How cool! Now I have a picture (fictionalized or not) of this woman. Skimming through the book, I learned that some of her personal belongings found in her room included a pair of slippers, a guitar (which she played periodically during her stay at the Bell Tavern) and her letters. Apparently Eliza was also a writer.
I know I want to make an art doll for this exhibit. I’ve had the phrase “the belle of the Bell Tavern” bouncing around in my head which in turned prompted me to think about the shape of the body for this piece. I’m thinking something bell shaped, curvy, representing the feminine. And for some reason a wire cage/skirt has popped into my head as well.
So I pulled out two things in the studio that most closely resemble these shapes: an antique, wooden potato masher and a bottle of Ivory liquid dish soap. And then I pulled out my sketch book and colored pencils.
Below is the sketch I did for my kernel of an idea (thanks Dayle for that phrase).
The two cane sketches represent part of the design in the wallpaper fragment. These will become the ‘fabric’ for the bodice of her gown. If I’m patient and focused, I’ll create a wire skirt to attach to the bodice. Now that I think about it, I must be leaning toward this wire skirt as it represents the restrictions placed on middle-class women in early American society, as described by the author Hannah Foster. (Another option is a small wire bird cage. Anyone have suggestions for where I might find a small birdcage?)

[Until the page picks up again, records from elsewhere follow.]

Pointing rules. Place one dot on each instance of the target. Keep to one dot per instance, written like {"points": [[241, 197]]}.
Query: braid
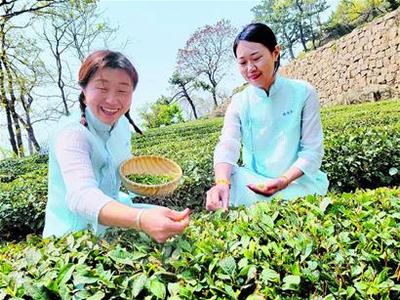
{"points": [[82, 106], [127, 115]]}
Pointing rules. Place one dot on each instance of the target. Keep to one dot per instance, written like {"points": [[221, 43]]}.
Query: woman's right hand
{"points": [[218, 197], [162, 223]]}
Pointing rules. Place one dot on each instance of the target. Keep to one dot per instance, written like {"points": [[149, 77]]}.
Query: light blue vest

Because Eliza was a writer and her story was subsequently written, I think I’d like to mount the art doll on a book. Perhaps a small pair of slippers and a guitar will also be included. I noted in the picture that Eliza wears a shawl. That made me consider adding arms and a shawl but it didn’t feel right adding it to the current sketch. I’ll wait till the piece comes together before I make any decisions about that. At this point I’m estimating this piece will be about 12″ tall.
Finally, I came across a quote which was apparently over one door of the Bell Tavern which read:
I’ll toll you in if you have need, feed you well, bid you speed.
A rather poignant and ironic statement knowing that the real-life Elizabeth Whitman stayed at the Bell Tavern awaiting new life and died there a heartbroken woman, buried by strangers.